In summary, we built a Markov state kinetic network model to study the conformational dynamics of HIV-1 PR using the twenty short MD trajectories (20 ns each) to parameterize the model. The transition matrix among the microstates (network nodes) was estimated using structure similarity rather than Bayesian techniques^63,68–70 In this work, we performed stochastic simulations on the kinetic network and constructed a 10 microsecond MSM trajectory to capture the dynamics of the HIV-1 PR flaps. The correlation functions and the NMR order parameters calculated from the stochastic simulation are in accord with the short MD results. Namely, we can build network MSMs from short MD simulations to study not only the short time behavior and local dynamics within the individual states but also capture the long time kinetics corresponding to conformational transitions between macrostates.

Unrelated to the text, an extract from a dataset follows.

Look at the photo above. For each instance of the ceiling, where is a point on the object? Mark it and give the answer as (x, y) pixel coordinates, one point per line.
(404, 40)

Besides the development of early theories^77–81 of NMR relaxation in macromolecules and the introduction of the model-free formula,^14,15 there are other theories which can be used to interpret NMR relaxation in proteins, including those with more complex treatments of the coupling of interdomain and overall motions with different diffusion tensors,⁸² the coupling between internal dynamics and rotational diffusion in the presence of exchange,^83,84 and relaxation without separating the overall rotations from internal motions.⁸⁵ In this paper we assume the overall and internal motions can be separated and we use the model-free description for the local motions within individual macrostates. We have derived the general equations (see SI) for the rotational correlation functions of spin-spin vectors for a model in which there are two slowly exchanging macrostates, each of which also exhibits fast internal motions. We have demonstrated that the correlation functions derived from this model closely resemble those calculated from the 10 microsecond stochastic Markov state trajectory of HIV-1 PR. This suggests that it should be possible to fit the experimental NMR relaxation data of HIV-1 PR to the two-macrostate slow exchange model and extract the local dynamics within the semiopen and closed states as well as the exchange rates between those two states, and their populations. (We should emphasize that the two-state model with fast internal motions within the macrostates is only an approximation to the full dynamics. Such a simple model, though more complicated than the traditional model-free approach, is not expected to reproduce all of the complex dynamics.) Such fitting procedure will help us to understand conformational changes or population shifts of HIV-1 PR due to ligand binding or drug resistant mutation revealed by MD simulations and experiments such as EPR.^86–90 The major problem to be overcome is summarized below.

Generally there are three observables (R1/R2/NOE) for one spin-spin vector from a NMR relaxation experiment with one magnetic field. In contrast, the two-macrostate slow exchange model with fast internal motions requires the determination of five parameters (S²_A, S²_B, τ_eA, τ_eB, θ_AB) for the internal motions of each residue and three parameters (P_A, P_B, τ_EX) for the equilibrium and exchange information which are common to all residues as well as the diffusion tensor for overall motion. Hence the number of experimental data points is smaller than the number of the unknown parameters to fit. In order to tackle this problem, obtaining experimental NMR relation data at multiple magnetic fields is one direction to take. An alternative approach is fitting the experimental quantities from NMR relaxation of HIV-1 PR by simultaneously optimizing the diffusion tensor and the parameters describing the fast internal motions and slow conformational exchange using a genetic algorithm. Work along these lines is underway in our lab.